2000 li yıllarda tuncay özkan ın öve öve bitiremediği hapishane içinde hapis.
dubleks ev diye anlatıyordu 11 sene evvel hüssiyet gazetesine f tipi cezaevlerini..
oysa şimdilerde kendisi orada..
ve yaşam standardı yok burada diyor..
ille kendisinin de mi içeri girmesi gerekiyordu f tipi ne karşı olmak için..
ille yaşamak mı gerekiyordu..
karakollarda sözümona kaldırılan işkencelerin psikolojik ve fiziki boyutta halen devam ettiği haberleri gelen kurumlardır. psikolojik işkence denince bazıları küçümser: ama iğrenç gürültüler çıkarılması, insanların en temel haklardan mahrum bırakılması nedir, ancak yaşayanlar bilir. oradaki insanlar zaten ya ceza almışlardır veya ceza niyetine tutuklanmışlardır; ceza içinde ceza hangi insanlığa sığar?
f tipi cezaevi, sözümona cuntalarla, işkenceyle mücadele ettiğini söyleyen akp'nin, ikyüzlülüğünün tarihi belgesidir.
en temel hak yaşam hakkıdır. bunu hiçe sayanın, gasp edenin pratikte aynı muamleyi görmesi en adilane olandır ama bu mümkün değil ise hayvan gibi yaşamak, her gün türlü işkencelerden geçmek o kişi için haktır. cinayet işleyen, tecavüz eden...vb insanımsı hayvanların bir koğuşta toplanıp kendileri gibi boktan yaratıklarla gülüp eğlendiklerini, kahkaha attıklarıni düşünmek şahsım adına söylüyorum vicdan azabıdır. f tipi idamın alternatifidir ve mutlaka idam yoksa f tipi olmalıdır.
türk tabipleri birliği'nin tekirdağ f tipi cezaevi ile ilgili raporundan *;
"...geniş bir politik tutuklu ve hükümlü grubunun f tipi cezaevi uygulamasının başlangıcından bu güne kadar "tretmana" tabi olduğu ve fiilen kullandırılmayacağı görüşünden hareketle sosyal alanlara çıkmayı reddettikleri, diğer bir politik grubun ise prensip olarak çıkmak istemekle birlikte, disiplin cezaları vb. nedenlerle 6 aydır sosyal alanlara çok az yada hiç çıkarılmadığı saptandı. bu duruma, yani sosyal alana çıkacak kişi sayısının fiilen 1/3 oranına düşmesine rağmen, gerek organize grupları birbiriyle karşılaştırmama, gerek işleyişin hantallığı ve memur yetersizliği, gerekse tam olarak anlaşılamayan nedenlerle fiilen sosyal alana çıkma sıklığı ve kalış süresinin çok sınırlı olduğu görüldü..."

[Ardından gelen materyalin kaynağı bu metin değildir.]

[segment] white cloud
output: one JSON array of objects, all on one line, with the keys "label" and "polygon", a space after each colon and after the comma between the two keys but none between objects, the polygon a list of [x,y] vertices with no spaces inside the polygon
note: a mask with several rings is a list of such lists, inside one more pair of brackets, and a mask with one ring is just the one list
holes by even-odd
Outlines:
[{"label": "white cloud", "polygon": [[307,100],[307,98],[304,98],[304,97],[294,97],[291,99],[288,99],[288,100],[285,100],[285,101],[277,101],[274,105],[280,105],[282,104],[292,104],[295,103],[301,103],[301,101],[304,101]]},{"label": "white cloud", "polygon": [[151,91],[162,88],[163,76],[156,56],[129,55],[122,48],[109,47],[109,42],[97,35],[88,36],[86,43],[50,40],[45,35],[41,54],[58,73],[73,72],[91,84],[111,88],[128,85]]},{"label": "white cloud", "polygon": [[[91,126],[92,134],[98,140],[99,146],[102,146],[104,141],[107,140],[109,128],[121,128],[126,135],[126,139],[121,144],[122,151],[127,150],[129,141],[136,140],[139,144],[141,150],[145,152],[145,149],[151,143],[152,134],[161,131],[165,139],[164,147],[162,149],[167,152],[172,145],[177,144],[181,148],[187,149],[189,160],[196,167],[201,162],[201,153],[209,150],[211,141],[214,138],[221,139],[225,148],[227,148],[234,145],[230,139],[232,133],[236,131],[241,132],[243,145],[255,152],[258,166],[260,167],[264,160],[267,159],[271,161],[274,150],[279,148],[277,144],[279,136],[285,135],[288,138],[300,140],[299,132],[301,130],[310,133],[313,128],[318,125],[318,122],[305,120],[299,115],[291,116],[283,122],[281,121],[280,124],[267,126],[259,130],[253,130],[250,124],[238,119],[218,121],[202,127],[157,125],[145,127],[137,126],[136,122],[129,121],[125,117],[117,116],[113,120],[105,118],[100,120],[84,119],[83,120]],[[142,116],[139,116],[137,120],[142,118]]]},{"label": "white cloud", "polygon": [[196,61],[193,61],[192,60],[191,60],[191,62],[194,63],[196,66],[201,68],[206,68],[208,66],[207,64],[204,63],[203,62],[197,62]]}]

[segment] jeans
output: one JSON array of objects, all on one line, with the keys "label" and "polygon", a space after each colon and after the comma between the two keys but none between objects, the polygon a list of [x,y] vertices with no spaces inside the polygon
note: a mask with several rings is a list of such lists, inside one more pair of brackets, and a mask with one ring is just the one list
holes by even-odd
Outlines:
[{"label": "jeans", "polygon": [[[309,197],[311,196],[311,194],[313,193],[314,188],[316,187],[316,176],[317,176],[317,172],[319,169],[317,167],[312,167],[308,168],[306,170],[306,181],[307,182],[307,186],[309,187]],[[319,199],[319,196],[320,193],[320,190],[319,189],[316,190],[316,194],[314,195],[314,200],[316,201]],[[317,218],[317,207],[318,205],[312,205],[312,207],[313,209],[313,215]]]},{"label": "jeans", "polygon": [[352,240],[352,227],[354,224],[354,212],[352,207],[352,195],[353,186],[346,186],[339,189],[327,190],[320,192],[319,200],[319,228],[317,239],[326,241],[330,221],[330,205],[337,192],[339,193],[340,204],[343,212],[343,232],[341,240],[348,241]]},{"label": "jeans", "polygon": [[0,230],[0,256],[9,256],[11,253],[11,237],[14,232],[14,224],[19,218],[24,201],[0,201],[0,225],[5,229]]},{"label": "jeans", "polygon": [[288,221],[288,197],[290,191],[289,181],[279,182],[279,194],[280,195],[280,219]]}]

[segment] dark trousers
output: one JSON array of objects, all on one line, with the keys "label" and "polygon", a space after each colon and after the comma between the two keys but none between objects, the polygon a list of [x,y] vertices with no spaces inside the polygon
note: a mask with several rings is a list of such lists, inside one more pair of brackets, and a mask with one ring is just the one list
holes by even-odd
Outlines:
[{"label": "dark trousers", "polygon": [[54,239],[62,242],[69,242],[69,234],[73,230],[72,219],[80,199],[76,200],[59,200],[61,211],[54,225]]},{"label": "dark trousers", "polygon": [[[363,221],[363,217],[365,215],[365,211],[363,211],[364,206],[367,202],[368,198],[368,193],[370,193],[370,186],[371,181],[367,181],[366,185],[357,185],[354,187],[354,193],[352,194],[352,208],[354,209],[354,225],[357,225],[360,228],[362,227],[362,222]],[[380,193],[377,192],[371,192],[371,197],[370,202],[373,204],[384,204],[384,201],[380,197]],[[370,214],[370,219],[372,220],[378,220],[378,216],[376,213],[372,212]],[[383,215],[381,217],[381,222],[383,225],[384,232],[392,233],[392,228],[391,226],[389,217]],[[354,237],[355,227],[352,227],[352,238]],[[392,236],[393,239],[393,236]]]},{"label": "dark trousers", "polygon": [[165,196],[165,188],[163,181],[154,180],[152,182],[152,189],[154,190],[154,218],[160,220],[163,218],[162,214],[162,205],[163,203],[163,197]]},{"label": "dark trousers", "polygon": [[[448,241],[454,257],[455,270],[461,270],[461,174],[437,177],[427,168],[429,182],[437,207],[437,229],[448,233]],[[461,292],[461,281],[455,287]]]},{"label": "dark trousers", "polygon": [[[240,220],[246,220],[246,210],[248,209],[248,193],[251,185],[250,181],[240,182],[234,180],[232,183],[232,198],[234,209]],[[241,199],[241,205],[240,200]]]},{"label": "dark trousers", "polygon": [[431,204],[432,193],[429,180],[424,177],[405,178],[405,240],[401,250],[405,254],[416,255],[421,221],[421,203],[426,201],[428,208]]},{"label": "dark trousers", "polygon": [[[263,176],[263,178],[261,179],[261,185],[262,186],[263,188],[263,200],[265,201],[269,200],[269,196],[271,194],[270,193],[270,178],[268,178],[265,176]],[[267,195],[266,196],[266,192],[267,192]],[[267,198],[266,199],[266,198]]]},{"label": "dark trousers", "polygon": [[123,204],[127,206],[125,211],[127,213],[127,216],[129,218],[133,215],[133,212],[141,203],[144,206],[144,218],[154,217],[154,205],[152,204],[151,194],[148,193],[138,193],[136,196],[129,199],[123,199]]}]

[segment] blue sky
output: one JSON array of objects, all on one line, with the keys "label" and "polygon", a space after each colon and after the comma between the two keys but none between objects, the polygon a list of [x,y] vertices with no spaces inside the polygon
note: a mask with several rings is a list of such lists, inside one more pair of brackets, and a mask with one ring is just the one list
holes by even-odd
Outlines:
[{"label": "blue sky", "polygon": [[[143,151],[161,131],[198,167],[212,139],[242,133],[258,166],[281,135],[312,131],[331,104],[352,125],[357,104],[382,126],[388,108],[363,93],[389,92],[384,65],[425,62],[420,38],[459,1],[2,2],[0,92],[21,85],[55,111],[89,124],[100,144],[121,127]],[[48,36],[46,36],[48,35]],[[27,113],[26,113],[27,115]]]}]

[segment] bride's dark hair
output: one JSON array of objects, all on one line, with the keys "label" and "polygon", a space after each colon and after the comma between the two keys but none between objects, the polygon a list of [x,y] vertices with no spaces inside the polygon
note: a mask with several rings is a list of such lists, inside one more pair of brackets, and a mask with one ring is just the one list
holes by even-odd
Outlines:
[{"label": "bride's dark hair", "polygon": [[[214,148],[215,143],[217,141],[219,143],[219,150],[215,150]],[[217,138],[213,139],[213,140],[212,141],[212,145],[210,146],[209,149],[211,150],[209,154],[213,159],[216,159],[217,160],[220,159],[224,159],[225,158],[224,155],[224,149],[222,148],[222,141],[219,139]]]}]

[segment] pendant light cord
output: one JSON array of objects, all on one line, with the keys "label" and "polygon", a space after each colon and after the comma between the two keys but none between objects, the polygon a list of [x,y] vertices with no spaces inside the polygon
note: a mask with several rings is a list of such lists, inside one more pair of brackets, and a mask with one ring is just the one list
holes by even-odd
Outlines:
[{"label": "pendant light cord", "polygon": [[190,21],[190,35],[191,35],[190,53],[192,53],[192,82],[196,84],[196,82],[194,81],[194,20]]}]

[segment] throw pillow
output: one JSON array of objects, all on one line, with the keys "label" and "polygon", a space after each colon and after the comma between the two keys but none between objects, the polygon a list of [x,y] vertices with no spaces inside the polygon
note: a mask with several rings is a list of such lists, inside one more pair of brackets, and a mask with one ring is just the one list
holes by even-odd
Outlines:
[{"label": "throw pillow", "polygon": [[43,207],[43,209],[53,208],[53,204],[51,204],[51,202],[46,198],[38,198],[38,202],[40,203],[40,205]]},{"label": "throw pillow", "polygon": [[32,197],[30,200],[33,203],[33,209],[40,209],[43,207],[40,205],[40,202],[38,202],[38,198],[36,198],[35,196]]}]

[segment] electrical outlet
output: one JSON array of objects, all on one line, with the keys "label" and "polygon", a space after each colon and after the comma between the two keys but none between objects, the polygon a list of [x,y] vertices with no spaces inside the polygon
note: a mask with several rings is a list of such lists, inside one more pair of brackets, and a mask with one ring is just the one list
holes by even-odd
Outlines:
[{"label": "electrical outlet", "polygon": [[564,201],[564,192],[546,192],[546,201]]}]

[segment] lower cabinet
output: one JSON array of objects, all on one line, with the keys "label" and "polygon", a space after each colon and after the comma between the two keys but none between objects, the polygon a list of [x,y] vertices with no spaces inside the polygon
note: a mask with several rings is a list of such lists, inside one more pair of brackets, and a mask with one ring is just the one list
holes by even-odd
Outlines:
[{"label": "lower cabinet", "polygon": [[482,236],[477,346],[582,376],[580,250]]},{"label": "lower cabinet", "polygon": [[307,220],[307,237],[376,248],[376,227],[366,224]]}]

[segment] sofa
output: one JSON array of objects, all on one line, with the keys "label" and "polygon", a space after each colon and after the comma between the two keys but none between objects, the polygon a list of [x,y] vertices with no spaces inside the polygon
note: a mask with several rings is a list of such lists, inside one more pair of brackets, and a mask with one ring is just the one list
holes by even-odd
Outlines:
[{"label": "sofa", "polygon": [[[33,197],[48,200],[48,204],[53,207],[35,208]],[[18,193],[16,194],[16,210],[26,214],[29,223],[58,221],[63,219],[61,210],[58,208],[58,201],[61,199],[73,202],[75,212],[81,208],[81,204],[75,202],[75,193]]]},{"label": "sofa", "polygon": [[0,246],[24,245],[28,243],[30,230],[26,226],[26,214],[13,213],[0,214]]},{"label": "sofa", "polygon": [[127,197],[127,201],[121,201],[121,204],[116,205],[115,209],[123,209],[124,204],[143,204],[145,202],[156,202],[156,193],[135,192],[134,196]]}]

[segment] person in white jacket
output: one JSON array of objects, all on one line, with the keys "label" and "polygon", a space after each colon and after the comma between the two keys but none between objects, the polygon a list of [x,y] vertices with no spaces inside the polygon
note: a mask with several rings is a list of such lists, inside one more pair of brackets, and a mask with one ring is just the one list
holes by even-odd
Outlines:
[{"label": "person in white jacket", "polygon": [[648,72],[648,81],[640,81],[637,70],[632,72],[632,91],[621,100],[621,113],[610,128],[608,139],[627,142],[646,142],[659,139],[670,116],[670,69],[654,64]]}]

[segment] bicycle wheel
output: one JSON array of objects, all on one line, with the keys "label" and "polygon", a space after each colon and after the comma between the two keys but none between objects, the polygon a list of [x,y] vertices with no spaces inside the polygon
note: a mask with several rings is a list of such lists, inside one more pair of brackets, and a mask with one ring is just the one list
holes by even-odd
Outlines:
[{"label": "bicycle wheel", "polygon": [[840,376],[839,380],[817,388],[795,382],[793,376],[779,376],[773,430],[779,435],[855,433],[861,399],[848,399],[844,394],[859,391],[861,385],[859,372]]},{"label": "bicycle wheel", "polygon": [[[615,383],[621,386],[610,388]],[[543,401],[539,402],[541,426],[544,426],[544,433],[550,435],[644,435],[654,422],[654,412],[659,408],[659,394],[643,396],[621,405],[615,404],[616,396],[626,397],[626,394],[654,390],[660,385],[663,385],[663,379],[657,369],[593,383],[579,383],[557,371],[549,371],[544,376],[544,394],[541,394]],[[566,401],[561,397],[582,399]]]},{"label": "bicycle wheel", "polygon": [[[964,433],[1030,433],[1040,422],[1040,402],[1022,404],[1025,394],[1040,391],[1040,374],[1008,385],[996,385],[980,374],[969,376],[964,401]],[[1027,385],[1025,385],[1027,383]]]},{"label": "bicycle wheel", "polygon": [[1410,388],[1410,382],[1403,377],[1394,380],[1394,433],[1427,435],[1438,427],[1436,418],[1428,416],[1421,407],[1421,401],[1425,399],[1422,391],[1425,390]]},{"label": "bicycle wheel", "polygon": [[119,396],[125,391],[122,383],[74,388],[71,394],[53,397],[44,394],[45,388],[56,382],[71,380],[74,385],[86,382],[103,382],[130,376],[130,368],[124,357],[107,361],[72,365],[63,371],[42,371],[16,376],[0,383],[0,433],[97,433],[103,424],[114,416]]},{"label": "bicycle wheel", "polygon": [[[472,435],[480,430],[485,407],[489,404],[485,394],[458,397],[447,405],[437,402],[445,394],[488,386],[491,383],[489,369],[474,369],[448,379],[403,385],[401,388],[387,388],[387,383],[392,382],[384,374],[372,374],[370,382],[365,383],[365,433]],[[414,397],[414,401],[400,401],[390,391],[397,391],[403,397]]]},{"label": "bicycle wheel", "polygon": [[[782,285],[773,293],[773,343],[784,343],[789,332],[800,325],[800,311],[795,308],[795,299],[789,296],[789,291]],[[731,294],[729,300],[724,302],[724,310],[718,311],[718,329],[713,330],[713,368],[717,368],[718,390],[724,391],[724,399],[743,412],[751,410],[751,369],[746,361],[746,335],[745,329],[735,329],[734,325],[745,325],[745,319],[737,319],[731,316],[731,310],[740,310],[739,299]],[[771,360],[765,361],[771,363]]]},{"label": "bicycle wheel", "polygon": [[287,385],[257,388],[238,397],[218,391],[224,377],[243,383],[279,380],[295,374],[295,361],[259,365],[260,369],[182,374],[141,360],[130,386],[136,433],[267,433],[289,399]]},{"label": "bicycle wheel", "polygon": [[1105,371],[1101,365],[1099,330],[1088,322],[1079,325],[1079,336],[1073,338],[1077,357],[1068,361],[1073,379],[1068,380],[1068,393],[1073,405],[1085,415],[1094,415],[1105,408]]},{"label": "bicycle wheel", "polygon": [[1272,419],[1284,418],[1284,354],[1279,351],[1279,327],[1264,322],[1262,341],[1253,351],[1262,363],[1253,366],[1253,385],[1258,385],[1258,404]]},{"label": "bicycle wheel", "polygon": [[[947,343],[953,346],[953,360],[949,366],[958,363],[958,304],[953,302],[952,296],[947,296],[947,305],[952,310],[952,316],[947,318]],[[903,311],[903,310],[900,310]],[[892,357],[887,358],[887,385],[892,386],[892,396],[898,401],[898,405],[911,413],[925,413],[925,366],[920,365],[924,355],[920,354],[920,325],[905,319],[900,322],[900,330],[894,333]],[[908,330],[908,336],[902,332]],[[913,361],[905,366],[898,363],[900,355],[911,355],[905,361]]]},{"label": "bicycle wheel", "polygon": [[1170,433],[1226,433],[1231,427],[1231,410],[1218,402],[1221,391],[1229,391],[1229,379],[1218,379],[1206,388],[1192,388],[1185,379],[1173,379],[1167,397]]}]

ttb de anlamamış ben de anlamadım? bilen var mı o anlaşılamayan nedenleri?
f tipi cezaevlerindeki şartların kötülüğünden bahsetmek, illa bir örgütün yandaşı olmak anlamına gelmez. her duyarlı insan da yapılan zulme karşı çıkabilir. bir insana yapılan kötülüğe karşı çıkmak için, ona karşı çok derin duygular beslemek mi gerekiyor?
düşünün bir kaza olmuş, adam gözünüzün önünde ölüyor. " amaan benim yakınım değil ki" deyip geçer misiniz yanından? ben geçemem. bu da öyle bir şey işte. televizyonumu açıp, demir coplarla dövülen o insanları gördüğümde, hiçbir şey olmamış gibi sakin sakin değiştiremem kanalı, başımı yastığa rahat koyamam. mesele bir davaya sahip çıkmak değil mesele insanlığa sahip çıkmak. hala aradaki farkı anlamadınız mı? diyarbakır cezaevinde her düşünceden insana yapılmıştır işkenceler mesela. şimdi siz çıkıp da " sağcılara iyi ki yapılmış ama solculara yapılan zulümdür, haksızlıktır" diyebilir misiniz? ben diyemem.
ya da şöyle söyleyelim; televizyonların bas bas bağırdığı orantısız güç nedir? burada çözümleniyor her şey... hele bir düşünün bakalım. ne kolay değil mi savunmasız bir insana istediğinizi yaptırmak? evet, ben de öyle düşünmüştüm.
koordinasyon eksikliğinden dolayı insanları tecrit ederek insanlıktan çıkmalarını amaçlayan zihniyetin ürünü olan çağdışılık.
100.000 mahkum var cezaevlerinde toplam. koskoca türkiye cumhuriyeti 100.000 kişi ile baş edemiyor, insanlık dışı yöntemlere başvuruyorsa bu ülke zaten bitmiş okeye dönüyordur.
sonuçta insanlar analarının karnından suçlu, mahkum, hükümlü olarak doğmuyor. herkesin başına gelebilir, cezaevleri insanlar içindir, bu unutulmamalı...
bu gün f tiplerinde terör, siyasi mahkumlar varsa yarın badem bıyıklılar da olabilir orada. özellikle badem bıyık kavramına cuk diye oturan sadullah ergin iyi analiz etmeli bunu.
çekiç orakçıların örgütlenmesini önlediği için sürekli protesto edilen, ancak ne kadar gerekli olduğu 2000 yılındaki isyanlardan sonra cezaevlerinin nasıl bir hale geldiği görüldükten sonra ortaya çıkmıştır.